- A view of Scrofiano
- Location of Sinalunga in the Province of Siena
- Scrofiano Location of Scrofiano in Italy
- Coordinates: 43°13′51″N 11°42′56″E﻿ / ﻿43.23083°N 11.71556°E
- Country: Italy
- Region: Tuscany
- Province: Siena
- Comune: Sinalunga
- Elevation: 374 m (1,227 ft)

Population (2001)
- • Total: 247
- Demonym(s): Scrofianese, -i
- Time zone: UTC+1 (CET)
- • Summer (DST): UTC+2 (CEST)
- Postal code: 53048
- Dialing code: 0577
- Patron saint: St. Blaise
- Saint day: February 3

= Scrofiano =

Scrofiano is a village in Tuscany, central Italy, a frazione of the comune of Sinalunga in the province of Siena. It is located on a hill in Val di Chiana, a few kilometers from Sinalunga proper.

Scrofiano was founded in around the 11th century. It is known however with certainty from the 12th century, when it was a fief of the Cacciaconti family, as part of the Republic of Siena. In the early 15th century it was the seat of a decisive battle between the Ghibelline Sienese and the Guelph Florentines.

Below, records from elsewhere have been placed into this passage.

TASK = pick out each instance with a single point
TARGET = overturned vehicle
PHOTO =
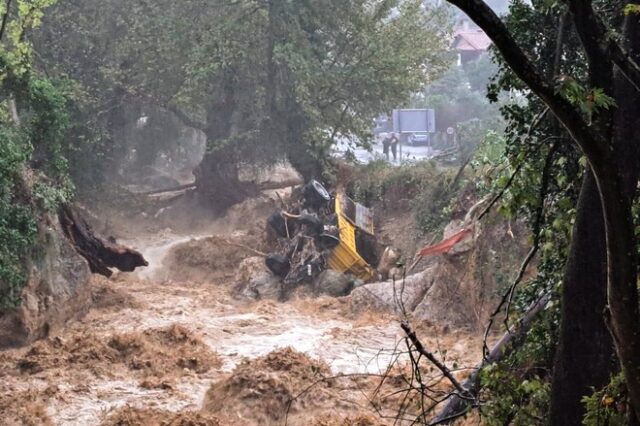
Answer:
(321, 239)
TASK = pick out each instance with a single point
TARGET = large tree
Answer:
(601, 119)
(263, 79)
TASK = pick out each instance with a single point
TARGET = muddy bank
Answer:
(56, 291)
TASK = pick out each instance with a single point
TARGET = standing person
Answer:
(394, 146)
(386, 141)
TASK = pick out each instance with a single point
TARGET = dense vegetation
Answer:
(93, 93)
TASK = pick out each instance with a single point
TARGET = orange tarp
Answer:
(445, 245)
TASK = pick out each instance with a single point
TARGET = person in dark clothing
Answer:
(394, 146)
(386, 142)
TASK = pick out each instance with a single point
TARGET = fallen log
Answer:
(458, 405)
(101, 254)
(261, 187)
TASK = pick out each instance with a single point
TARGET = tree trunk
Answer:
(99, 253)
(618, 192)
(584, 337)
(218, 185)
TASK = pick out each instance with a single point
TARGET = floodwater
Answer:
(232, 329)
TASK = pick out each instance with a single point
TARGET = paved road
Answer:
(409, 153)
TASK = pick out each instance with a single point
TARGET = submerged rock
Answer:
(332, 283)
(56, 291)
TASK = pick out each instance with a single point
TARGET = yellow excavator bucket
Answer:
(345, 257)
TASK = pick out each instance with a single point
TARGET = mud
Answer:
(130, 416)
(173, 345)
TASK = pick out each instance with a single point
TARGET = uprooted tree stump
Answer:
(100, 253)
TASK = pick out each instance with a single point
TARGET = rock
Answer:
(394, 296)
(332, 283)
(250, 268)
(57, 290)
(388, 260)
(264, 286)
(463, 245)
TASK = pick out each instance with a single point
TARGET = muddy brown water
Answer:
(234, 329)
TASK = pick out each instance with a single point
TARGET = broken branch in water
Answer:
(99, 253)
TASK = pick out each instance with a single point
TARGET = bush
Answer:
(424, 187)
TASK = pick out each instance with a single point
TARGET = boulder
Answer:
(332, 283)
(56, 291)
(263, 286)
(393, 295)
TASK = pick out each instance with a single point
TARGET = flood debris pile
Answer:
(154, 356)
(265, 391)
(320, 241)
(132, 416)
(101, 254)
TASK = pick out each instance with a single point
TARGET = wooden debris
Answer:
(100, 253)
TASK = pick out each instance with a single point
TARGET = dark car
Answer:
(418, 139)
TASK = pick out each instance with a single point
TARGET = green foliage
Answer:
(259, 76)
(608, 406)
(33, 169)
(17, 222)
(526, 397)
(632, 8)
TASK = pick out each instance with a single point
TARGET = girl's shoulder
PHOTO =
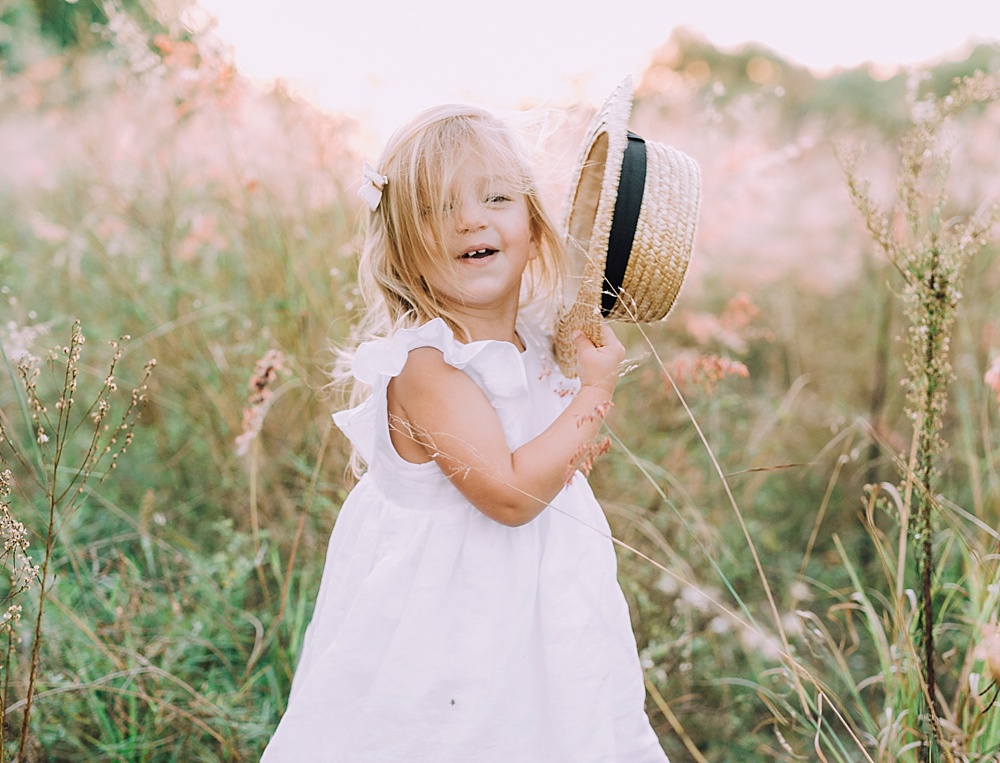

In 1554 its castle was besieged by the Imperial-Florentine troops, which destroyed its walls.

==Main sights==
- Torre del Cassero (12th century)
- Palazzo Comunale (14th-15th centuries)
- The Collegiata di San Biagio church (13th century), housing a canvas by Santi di Tito portraying the Pietà with St. Francis (c. 1580).
- The church of the Company of San Salvatore is also home to a work by Santi di Tito.